# Next let's talk about monitors



## Ultimateherts (Nov 13, 2006)

Next let's talk about monitors. There are two basic types of monitors made for CAR PC's. Two of the key characteristics are Depth and Brightness. Neither are really an issue and both offer adequate results. 

*MONITOR TYPES:*

LCD

LCD stands for Liquid Crystal Display.

Liquid Crystals are used to make the picture

Shallow depth 

Good brightness

Energy Efficient

LED

LED stands for Light Emitting Diode

LED use thousands of small LED lights to make the picture (red, blue, white, green)
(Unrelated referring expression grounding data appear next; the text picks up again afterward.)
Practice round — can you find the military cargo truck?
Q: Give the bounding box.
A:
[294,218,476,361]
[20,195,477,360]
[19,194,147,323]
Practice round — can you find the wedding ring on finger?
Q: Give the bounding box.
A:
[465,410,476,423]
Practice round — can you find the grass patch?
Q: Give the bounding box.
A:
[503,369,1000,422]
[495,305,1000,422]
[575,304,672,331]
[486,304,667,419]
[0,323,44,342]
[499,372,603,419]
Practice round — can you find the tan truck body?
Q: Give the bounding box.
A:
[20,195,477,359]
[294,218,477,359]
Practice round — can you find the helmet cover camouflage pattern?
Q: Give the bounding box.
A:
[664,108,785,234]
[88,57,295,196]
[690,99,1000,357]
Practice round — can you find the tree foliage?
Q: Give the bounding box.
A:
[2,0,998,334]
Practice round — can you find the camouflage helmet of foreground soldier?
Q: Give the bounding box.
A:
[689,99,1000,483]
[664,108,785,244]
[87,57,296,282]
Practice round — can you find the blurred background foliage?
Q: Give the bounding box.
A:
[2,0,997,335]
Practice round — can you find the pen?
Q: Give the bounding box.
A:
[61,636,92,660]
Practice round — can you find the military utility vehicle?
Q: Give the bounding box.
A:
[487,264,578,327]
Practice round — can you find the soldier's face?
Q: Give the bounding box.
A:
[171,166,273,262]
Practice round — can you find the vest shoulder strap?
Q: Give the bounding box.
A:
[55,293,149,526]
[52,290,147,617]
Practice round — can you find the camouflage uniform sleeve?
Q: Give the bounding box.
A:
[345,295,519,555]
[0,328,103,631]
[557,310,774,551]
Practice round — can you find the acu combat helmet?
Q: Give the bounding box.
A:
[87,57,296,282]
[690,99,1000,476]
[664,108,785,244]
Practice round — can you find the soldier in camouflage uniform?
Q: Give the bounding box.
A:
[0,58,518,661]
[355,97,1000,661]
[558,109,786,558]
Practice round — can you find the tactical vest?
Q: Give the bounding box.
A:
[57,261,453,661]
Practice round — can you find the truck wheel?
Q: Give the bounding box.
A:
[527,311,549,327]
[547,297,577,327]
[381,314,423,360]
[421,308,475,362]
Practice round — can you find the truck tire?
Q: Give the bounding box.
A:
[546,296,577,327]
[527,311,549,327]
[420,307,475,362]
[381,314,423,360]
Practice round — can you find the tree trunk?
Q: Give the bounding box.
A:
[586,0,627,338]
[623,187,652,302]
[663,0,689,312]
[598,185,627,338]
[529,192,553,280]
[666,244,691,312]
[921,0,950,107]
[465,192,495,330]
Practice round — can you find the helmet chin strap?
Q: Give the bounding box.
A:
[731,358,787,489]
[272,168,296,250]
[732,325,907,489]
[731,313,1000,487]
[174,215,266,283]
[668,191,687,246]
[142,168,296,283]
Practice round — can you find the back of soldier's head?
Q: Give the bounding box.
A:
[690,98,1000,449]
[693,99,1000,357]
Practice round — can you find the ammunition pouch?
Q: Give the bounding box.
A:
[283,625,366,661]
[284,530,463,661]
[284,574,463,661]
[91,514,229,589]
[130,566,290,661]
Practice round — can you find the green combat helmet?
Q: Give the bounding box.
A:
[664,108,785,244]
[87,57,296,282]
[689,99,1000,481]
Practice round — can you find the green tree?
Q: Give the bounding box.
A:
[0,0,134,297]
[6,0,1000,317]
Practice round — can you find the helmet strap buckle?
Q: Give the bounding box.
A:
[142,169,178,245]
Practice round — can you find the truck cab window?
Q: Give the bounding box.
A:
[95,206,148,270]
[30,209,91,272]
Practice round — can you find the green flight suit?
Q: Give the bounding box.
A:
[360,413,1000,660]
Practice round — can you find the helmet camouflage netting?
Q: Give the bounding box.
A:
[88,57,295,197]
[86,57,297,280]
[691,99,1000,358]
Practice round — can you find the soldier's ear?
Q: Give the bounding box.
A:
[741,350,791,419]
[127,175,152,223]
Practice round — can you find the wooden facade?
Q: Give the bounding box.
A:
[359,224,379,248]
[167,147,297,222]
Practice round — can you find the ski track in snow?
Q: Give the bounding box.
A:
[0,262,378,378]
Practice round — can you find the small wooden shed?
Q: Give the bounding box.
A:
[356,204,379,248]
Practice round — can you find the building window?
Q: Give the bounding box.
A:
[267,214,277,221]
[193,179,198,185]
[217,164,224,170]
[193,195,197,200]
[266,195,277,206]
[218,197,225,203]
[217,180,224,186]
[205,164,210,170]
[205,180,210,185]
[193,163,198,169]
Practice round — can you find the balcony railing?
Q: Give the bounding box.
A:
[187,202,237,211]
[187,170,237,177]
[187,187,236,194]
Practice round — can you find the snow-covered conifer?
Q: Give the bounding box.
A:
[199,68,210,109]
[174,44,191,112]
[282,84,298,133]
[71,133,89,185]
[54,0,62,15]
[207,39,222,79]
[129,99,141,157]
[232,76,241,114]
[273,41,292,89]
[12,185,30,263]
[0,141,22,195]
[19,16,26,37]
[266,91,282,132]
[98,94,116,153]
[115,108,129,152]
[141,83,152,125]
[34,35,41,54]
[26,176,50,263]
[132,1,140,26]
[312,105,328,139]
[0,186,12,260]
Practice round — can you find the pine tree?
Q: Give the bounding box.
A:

Often confused because of technology

LCD LED BACKLIGHT and LED

Shallower depth than LCD

Greater brightness due to the led technology

Uses less energy than LCD due to the LED technology


----------



## Freedom First (May 17, 2010)

Ultimateherts said:


> Next let's talk about monitors. There are two basic types of monitors made for CAR PC's. Two of the key characteristics are Depth and Brightness. Neither are really an issue and both offer adequate results.
> 
> *MONITOR TYPES:*
> 
> ...



This information is not accurate. LED is still LCD... the only thing that is different between the monitors is the method of backlighting. There are _not_ "thousands of small LED lights" making up the picture, it's still an LCD panel that makes the image. The LED backlighting helps to lower power consumption (consequently heat output) and improve black levels and color gamut.


----------



## Ultimateherts (Nov 13, 2006)

Freedom First said:


> This information is not accurate. LED is still LCD... the only thing that is different between the monitors is the method of backlighting. There are _not_ "thousands of small LED lights" making up the picture, it's still an LCD panel that makes the image. The LED backlighting helps to lower power consumption (consequently heat output) and improve black levels and color gamut.



Yes you are correct, but it still offers greater efficientcy


----------



## Freedom First (May 17, 2010)

Ultimateherts said:


> Yes you are correct, but it still offers greater efficientcy


No argument there!


----------



## its_bacon12 (Aug 16, 2007)

OLED is the one we are all waiting for en masse


----------